Wacana Sertifikasi Influencer Tuai Kritik: “Pejabat Eks Napi Boleh, Kreator Harus Bersertifikat?”
Ilustrasi (Foto: ist)
Pemerintah Indonesia pelajari regulasi digital baru untuk cegah misinformasi tanpa batasi kebebasan berekspresi.
Sulut24.com - Kementerian Komunikasi dan Digital (Komdigi) sedang mengkaji kebijakan baru pemerintah China yang mewajibkan para pemengaruh atau influencer memiliki sertifikasi untuk membuat konten terkait topik tertentu.
Langkah ini dilakukan untuk melihat kemungkinan penerapan kebijakan serupa di Indonesia dalam menjaga ekosistem digital yang sehat.
Kepala Badan Pengembangan Sumber Daya Manusia (BPSDM) Komdigi, Bonifasius Wahyu Pudjianto, mengatakan pihaknya terus memantau kebijakan digital dari negara lain.
“Kami kaji dulu memang. Kami ada grup WhatsApp, dan sedang membahas bagaimana isu ini. Ada negara yang sudah mengeluarkan kebijakan baru, ini masih kami analisis,” ujarnya, Kamis (30/10) dikutip dari CNN Indonesia.
Bonifasius mencontohkan, Indonesia sebelumnya mengadopsi inspirasi dari Australia dalam melindungi anak di ruang digital melalui Peraturan Pemerintah Nomor 17 Tahun 2025 tentang Tata Kelola Penyelenggaraan Sistem Elektronik dalam Perlindungan Anak (PP Tunas).
“Kami perlu menjaga, tetapi jangan sampai terlalu mengekang. Kompetensi memang diperlukan agar tidak membuat konten yang salah,” katanya.
Menurutnya, jika kebijakan serupa diterapkan, pemerintah perlu menentukan kriteria yang jelas.
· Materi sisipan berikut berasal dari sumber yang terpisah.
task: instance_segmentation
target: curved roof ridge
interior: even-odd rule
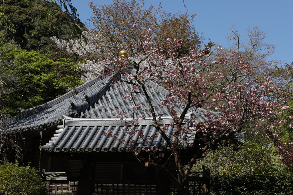
[[[100,75],[100,76],[101,76]],[[76,90],[78,92],[82,91],[88,87],[94,84],[97,81],[104,80],[107,76],[103,75],[101,76],[102,77],[101,79],[100,78],[100,77],[96,77],[93,79],[81,85],[78,87],[76,88]],[[29,116],[34,114],[37,113],[40,111],[55,105],[58,103],[60,103],[67,99],[72,97],[74,95],[74,93],[72,91],[69,92],[57,98],[41,105],[21,111],[21,115],[23,118]]]

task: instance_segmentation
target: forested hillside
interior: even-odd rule
[[[50,37],[80,37],[85,26],[53,1],[2,1],[1,110],[7,116],[43,104],[82,83],[84,59]]]
[[[277,178],[285,181],[277,184],[278,190],[283,190],[279,188],[281,185],[288,187],[286,193],[293,190],[293,63],[282,66],[279,61],[266,59],[274,52],[275,46],[265,42],[267,33],[258,26],[248,27],[242,39],[232,27],[227,37],[232,44],[225,48],[197,33],[191,25],[195,15],[187,12],[168,14],[151,5],[145,8],[142,1],[90,3],[91,29],[80,22],[70,0],[60,1],[67,4],[61,5],[42,0],[1,2],[1,119],[20,114],[23,109],[68,91],[78,93],[76,86],[101,74],[123,73],[124,78],[113,76],[111,84],[119,86],[123,81],[131,85],[123,97],[130,103],[137,94],[148,98],[149,110],[140,120],[152,118],[151,125],[168,140],[179,173],[178,178],[171,173],[169,178],[184,194],[188,194],[189,172],[199,170],[203,164],[212,169],[215,186],[222,182],[221,186],[231,189],[230,182],[235,180],[275,184]],[[128,51],[124,57],[130,60],[126,62],[118,54],[123,49]],[[136,63],[135,75],[123,73],[130,61]],[[147,80],[155,81],[169,93],[161,105],[156,105],[157,110],[146,89]],[[133,111],[141,106],[131,108]],[[162,108],[173,119],[168,125],[176,127],[173,140],[165,132],[168,125],[161,123],[164,121],[158,111]],[[198,108],[217,114],[203,112],[207,119],[199,122],[190,114],[184,120],[189,109]],[[177,108],[183,111],[180,115]],[[114,112],[115,118],[122,121],[125,115],[131,118],[131,125],[125,120],[127,127],[138,125],[134,111]],[[133,137],[132,128],[126,129],[125,133]],[[230,140],[235,133],[244,132],[246,143]],[[186,161],[178,148],[187,143],[188,134],[193,136],[190,145],[198,145]],[[170,172],[158,160],[163,155],[155,155],[156,149],[149,151],[151,155],[145,160],[148,164]],[[138,157],[139,151],[133,151],[144,163]],[[219,189],[214,194],[239,194],[243,189],[241,184],[237,192],[226,194],[226,189]],[[264,190],[271,191],[272,185],[263,185]],[[255,194],[245,190],[243,194]],[[267,191],[263,194],[275,194]]]

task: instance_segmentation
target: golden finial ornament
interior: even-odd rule
[[[119,52],[119,54],[120,58],[124,59],[127,56],[127,51],[125,49],[122,49]]]

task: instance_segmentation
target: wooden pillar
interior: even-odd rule
[[[166,177],[161,171],[157,169],[156,171],[157,177],[156,184],[156,195],[170,194],[169,179]]]
[[[202,194],[207,194],[206,180],[205,177],[202,178]]]
[[[91,163],[84,162],[80,170],[80,177],[79,183],[79,194],[91,195]]]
“Kalau perlu (diterapkan), oke, tapi bagaimana? Seperti apa? Kan pasti ada leveling grade. Siapa saja yang harus diatur? Karena sekarang konten kreator sangat banyak,” tambahnya.
Tanggapan terhadap wacana tersebut muncul dari kalangan publik dan pengamat.
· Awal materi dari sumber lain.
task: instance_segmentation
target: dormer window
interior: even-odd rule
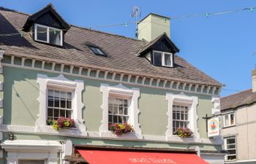
[[[62,46],[62,30],[34,24],[34,40],[50,44]]]
[[[153,64],[159,66],[173,67],[173,54],[161,52],[153,51]]]

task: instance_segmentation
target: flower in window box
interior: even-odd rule
[[[109,124],[108,129],[117,136],[121,136],[124,133],[133,132],[132,126],[128,123],[114,123]]]
[[[53,120],[52,122],[53,128],[56,130],[63,128],[75,128],[75,120],[71,118],[61,117],[56,120]]]
[[[193,132],[189,128],[178,128],[175,134],[181,138],[192,138]]]

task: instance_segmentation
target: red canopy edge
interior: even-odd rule
[[[90,164],[208,164],[197,155],[189,153],[85,149],[78,152]]]

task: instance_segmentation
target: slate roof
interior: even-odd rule
[[[221,110],[235,109],[256,103],[256,93],[246,90],[220,99]]]
[[[0,8],[0,35],[20,32],[29,15]],[[94,55],[86,45],[99,47],[108,55]],[[64,47],[33,41],[29,33],[10,36],[0,36],[0,49],[6,53],[20,52],[72,62],[78,66],[92,66],[110,71],[124,71],[181,82],[221,86],[221,83],[200,71],[180,56],[175,55],[175,68],[153,66],[137,52],[147,42],[122,36],[71,26],[65,34]],[[81,65],[80,65],[81,64]]]

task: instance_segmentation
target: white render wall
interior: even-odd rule
[[[236,126],[222,128],[222,136],[223,138],[236,136],[238,162],[256,161],[256,104],[237,109],[235,118]]]

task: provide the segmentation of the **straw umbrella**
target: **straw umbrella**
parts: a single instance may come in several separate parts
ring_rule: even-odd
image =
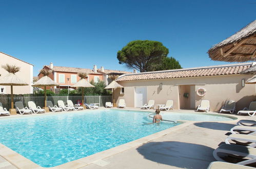
[[[28,86],[28,84],[21,80],[15,73],[19,71],[20,67],[16,66],[10,66],[8,64],[3,65],[2,67],[9,72],[6,76],[0,79],[0,85],[11,86],[11,109],[9,111],[11,114],[16,114],[16,110],[13,108],[13,86]]]
[[[81,78],[77,81],[77,83],[73,85],[73,87],[75,88],[82,88],[82,105],[86,109],[86,107],[84,105],[84,88],[94,88],[95,87],[93,85],[92,85],[89,82],[85,79],[87,76],[87,74],[85,73],[78,73],[78,75]]]
[[[32,86],[34,87],[42,87],[45,88],[45,99],[44,105],[43,108],[45,110],[46,112],[49,112],[49,108],[47,107],[46,103],[46,87],[47,86],[58,86],[58,84],[52,80],[48,75],[52,73],[52,71],[48,70],[46,69],[42,69],[40,71],[40,73],[44,75],[44,77],[36,81]]]
[[[116,107],[116,105],[115,103],[114,99],[114,89],[116,88],[122,88],[123,87],[124,87],[119,84],[116,81],[113,80],[110,83],[110,84],[108,84],[106,88],[104,88],[106,89],[113,89],[112,102],[113,107]]]
[[[256,60],[256,20],[208,51],[213,60],[244,62]]]

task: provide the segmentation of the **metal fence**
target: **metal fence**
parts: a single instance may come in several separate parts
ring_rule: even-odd
[[[22,95],[15,95],[13,98],[14,103],[16,101],[22,101],[24,106],[28,106],[29,101],[33,101],[36,105],[39,105],[41,108],[44,107],[44,96],[24,96]],[[77,103],[78,101],[82,102],[82,96],[47,96],[47,100],[52,102],[53,105],[57,105],[57,101],[59,100],[63,100],[64,103],[67,103],[67,100],[71,100],[74,104]],[[85,96],[85,102],[86,103],[100,103],[101,107],[105,106],[106,102],[112,102],[111,96]],[[6,108],[7,110],[11,108],[11,96],[10,95],[0,95],[0,102],[2,102],[4,108]],[[14,105],[15,106],[15,105]]]

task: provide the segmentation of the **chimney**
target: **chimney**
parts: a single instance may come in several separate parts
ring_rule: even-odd
[[[97,66],[96,65],[93,65],[93,72],[97,73]]]
[[[101,71],[102,71],[102,72],[104,72],[104,67],[102,66],[101,67]]]
[[[53,69],[53,63],[52,62],[50,63],[50,68]]]

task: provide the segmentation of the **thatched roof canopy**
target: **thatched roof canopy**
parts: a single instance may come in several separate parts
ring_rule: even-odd
[[[52,80],[50,77],[47,76],[45,76],[35,82],[32,87],[40,87],[43,86],[58,86],[58,84]]]
[[[9,73],[5,77],[0,77],[0,85],[28,86],[28,84],[19,79],[15,74]]]
[[[123,88],[122,86],[119,84],[116,81],[112,81],[110,84],[108,84],[106,88],[104,89],[115,89],[115,88]]]
[[[256,60],[256,20],[208,51],[211,59],[228,62]]]
[[[95,86],[92,85],[84,78],[81,79],[77,83],[73,85],[75,88],[94,88]]]

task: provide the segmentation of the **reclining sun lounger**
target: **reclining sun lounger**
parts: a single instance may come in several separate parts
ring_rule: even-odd
[[[256,162],[256,149],[248,147],[244,145],[237,144],[223,144],[213,151],[213,157],[219,161],[225,161],[219,156],[219,153],[231,155],[232,157],[237,156],[244,161],[237,163],[238,164],[246,165]]]
[[[202,100],[201,103],[198,107],[196,111],[199,110],[205,111],[206,112],[210,110],[210,101],[208,100]]]
[[[209,165],[207,169],[252,169],[254,167],[242,165],[237,164],[232,164],[229,162],[214,161],[212,162]]]
[[[16,111],[18,112],[21,114],[24,114],[24,113],[32,114],[32,111],[29,110],[27,107],[24,108],[23,103],[22,101],[15,102],[15,107]]]
[[[168,100],[166,101],[166,104],[165,105],[161,106],[159,109],[161,110],[165,110],[166,111],[168,111],[170,109],[173,110],[173,100]]]
[[[113,108],[113,103],[112,103],[111,102],[106,102],[105,103],[105,107],[106,108]]]
[[[256,132],[256,127],[251,126],[236,125],[230,129],[232,134],[253,134]]]
[[[154,100],[149,100],[148,101],[148,103],[147,104],[145,104],[144,105],[141,107],[141,109],[147,109],[147,110],[150,109],[151,108],[154,108]]]
[[[0,115],[5,114],[10,116],[10,112],[6,110],[6,108],[3,108],[3,104],[0,102]]]
[[[256,101],[252,101],[249,105],[249,108],[244,108],[243,110],[240,110],[238,112],[238,115],[248,114],[251,116],[253,116],[256,113]]]
[[[118,103],[118,108],[125,108],[126,104],[125,104],[125,101],[124,99],[120,99],[119,102]]]
[[[232,140],[237,144],[246,145],[249,147],[256,146],[256,136],[254,135],[232,134],[228,136],[225,140],[226,144],[230,144],[229,140]]]
[[[246,123],[251,124],[246,124]],[[251,120],[241,120],[238,121],[237,124],[244,126],[255,126],[256,125],[256,121]]]
[[[35,103],[33,101],[29,101],[28,102],[28,108],[32,110],[33,113],[45,113],[45,110],[41,109],[40,106],[36,107]]]
[[[76,110],[84,110],[84,107],[82,106],[79,106],[77,104],[75,104],[73,103],[73,101],[71,100],[68,100],[67,101],[67,103],[70,107],[74,108]]]
[[[99,109],[99,106],[96,105],[93,103],[91,103],[90,104],[85,103],[85,105],[86,107],[86,109]]]
[[[58,100],[58,105],[60,108],[62,108],[64,111],[72,111],[75,110],[75,108],[70,107],[68,105],[65,105],[63,100]]]
[[[58,108],[58,107],[56,105],[53,106],[52,102],[51,101],[46,101],[46,105],[50,109],[50,110],[53,112],[62,112],[62,109],[60,108]]]
[[[226,102],[225,106],[222,107],[221,110],[220,111],[220,113],[221,113],[221,112],[226,112],[233,114],[234,113],[235,110],[235,101],[233,100],[228,100]]]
Influencer asal Sulawesi Utara, Fredriek Lumalente atau yang dikenal sebagai Didi Roa, menyampaikan kritik melalui akun Facebook pribadinya.
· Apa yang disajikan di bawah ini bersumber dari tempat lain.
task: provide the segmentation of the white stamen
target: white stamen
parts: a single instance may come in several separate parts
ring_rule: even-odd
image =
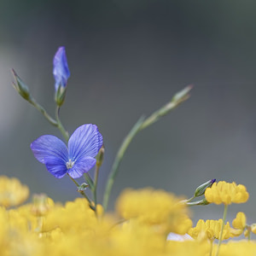
[[[74,161],[73,161],[71,159],[68,160],[68,162],[66,163],[66,166],[67,169],[71,169],[73,165],[74,165]]]

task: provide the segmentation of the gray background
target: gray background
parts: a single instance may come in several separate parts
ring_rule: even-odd
[[[61,134],[11,86],[14,67],[54,113],[52,58],[65,45],[71,78],[63,124],[70,132],[96,124],[104,137],[102,194],[124,137],[189,84],[191,98],[140,133],[120,166],[111,196],[152,186],[192,195],[211,179],[250,192],[231,206],[256,221],[255,1],[0,1],[1,174],[55,201],[78,195],[38,162],[30,143]],[[193,208],[194,218],[221,218],[223,206]]]

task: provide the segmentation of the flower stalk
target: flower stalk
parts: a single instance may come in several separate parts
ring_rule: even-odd
[[[167,114],[171,110],[173,110],[176,107],[177,107],[180,103],[186,101],[189,97],[189,92],[192,89],[192,85],[189,85],[186,88],[184,88],[180,92],[177,93],[172,99],[170,102],[168,102],[166,105],[162,107],[160,109],[157,110],[154,113],[152,113],[148,118],[146,119],[144,117],[141,117],[137,122],[134,125],[131,131],[128,133],[125,140],[123,141],[117,154],[114,159],[113,164],[112,166],[112,169],[110,171],[108,181],[107,181],[107,186],[104,193],[104,198],[103,198],[103,208],[105,211],[108,209],[108,201],[109,201],[109,196],[110,193],[115,180],[115,177],[119,172],[119,165],[124,158],[124,154],[129,147],[130,143],[133,140],[133,138],[136,137],[136,135],[143,131],[143,129],[148,127],[149,125],[153,125],[156,121],[158,121],[161,117]]]

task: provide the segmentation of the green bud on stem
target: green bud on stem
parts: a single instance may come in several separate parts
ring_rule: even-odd
[[[17,75],[15,71],[12,69],[13,75],[15,79],[15,83],[13,83],[15,89],[18,91],[18,93],[26,101],[30,101],[31,96],[29,92],[28,86],[24,84],[21,79]]]
[[[55,101],[57,106],[61,107],[64,103],[66,91],[67,91],[67,86],[64,87],[61,85],[58,87],[58,90],[55,91]]]
[[[195,191],[195,197],[203,195],[207,188],[211,188],[212,185],[216,182],[216,179],[211,179],[206,182],[205,183],[200,185]]]

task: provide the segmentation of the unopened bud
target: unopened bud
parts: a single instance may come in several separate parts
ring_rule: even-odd
[[[206,182],[205,183],[200,185],[195,191],[195,197],[203,195],[207,188],[211,188],[212,185],[216,182],[216,179],[211,179]]]
[[[88,188],[88,187],[89,187],[89,185],[87,183],[83,183],[81,185],[79,185],[78,187],[78,191],[79,192],[84,192],[86,189],[86,188]]]
[[[15,89],[25,100],[28,101],[31,98],[28,86],[24,84],[14,69],[12,69],[12,73],[15,79],[15,83],[13,83]]]
[[[67,91],[67,87],[64,86],[59,86],[58,90],[55,91],[55,102],[56,104],[61,107],[65,101],[65,96],[66,96],[66,91]]]
[[[102,146],[101,148],[101,149],[99,150],[99,153],[96,156],[96,166],[98,167],[101,167],[103,162],[103,158],[104,158],[104,153],[105,153],[105,148],[104,146]]]

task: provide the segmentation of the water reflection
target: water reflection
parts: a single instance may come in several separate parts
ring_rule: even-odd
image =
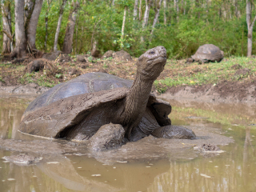
[[[1,138],[28,139],[17,132],[28,102],[0,98]],[[0,160],[1,191],[254,191],[256,130],[246,125],[255,122],[255,110],[247,106],[234,110],[232,105],[174,104],[174,122],[219,127],[235,142],[222,146],[224,154],[191,160],[152,158],[105,165],[93,158],[66,154],[43,155],[42,162],[30,166]],[[209,118],[184,118],[187,116]],[[13,153],[0,150],[0,158]],[[47,163],[50,162],[56,163]]]

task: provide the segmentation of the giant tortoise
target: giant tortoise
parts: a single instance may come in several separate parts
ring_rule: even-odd
[[[205,44],[199,46],[197,52],[191,56],[194,61],[201,62],[220,62],[223,57],[223,51],[213,44]]]
[[[106,90],[101,85],[95,89],[98,78],[79,82],[86,75],[58,85],[29,106],[19,130],[42,137],[85,140],[102,126],[113,123],[122,126],[125,138],[130,141],[150,134],[158,138],[195,138],[192,130],[171,126],[168,118],[170,105],[150,94],[153,82],[163,70],[166,62],[166,50],[163,46],[147,50],[138,59],[137,74],[130,88],[127,88],[130,81],[113,76],[105,79],[109,81]],[[98,74],[102,75],[94,75]]]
Didi menyoroti potensi ketimpangan kebijakan antara kalangan publik yang diwajibkan memiliki sertifikat untuk berpendapat di ruang digital, sementara sejumlah pejabat yang pernah terjerat kasus hukum terutama korupsi masih bisa menduduki jabatan publik.
“Influencer harus bersertifikat, tapi kalau pejabat boleh eks tahanan? Stop kase kaluar SKCK for pejabat yang so pernah cacat hukum supaya nda lebe rusak ni sistem,” tulisnya.
Sementara itu, analis hukum dan kebijakan dari SAFEnet, Balqis Zakiyah, menilai pemerintah sebaiknya lebih dulu mengatur aktivitas buzzer sebelum menerapkan sertifikasi terhadap influencer.
“Operasi misinformasinya bahkan doxing dan berita bohong, itu munculnya dari akun-akun anonim, buzzer,” ujarnya, Senin (3/11), dikutip dari Katadata.co.id.
Balqis juga memperingatkan risiko pelanggaran privasi bila proses sertifikasi melibatkan data pribadi.
“Kalau nanti proses verifikasi pakai data pribadi, itu mengkhawatirkan, selama data belum dijaga dengan baik oleh pemerintah,” katanya.
Diketahui, mulai 25 Oktober 2025 China mulai menerapkan regulasi baru yang mewajibkan influencer untuk mendapatkan lisensi dalam membahas isu-isu profesional seperti hukum, kesehatan, atau pendidikan.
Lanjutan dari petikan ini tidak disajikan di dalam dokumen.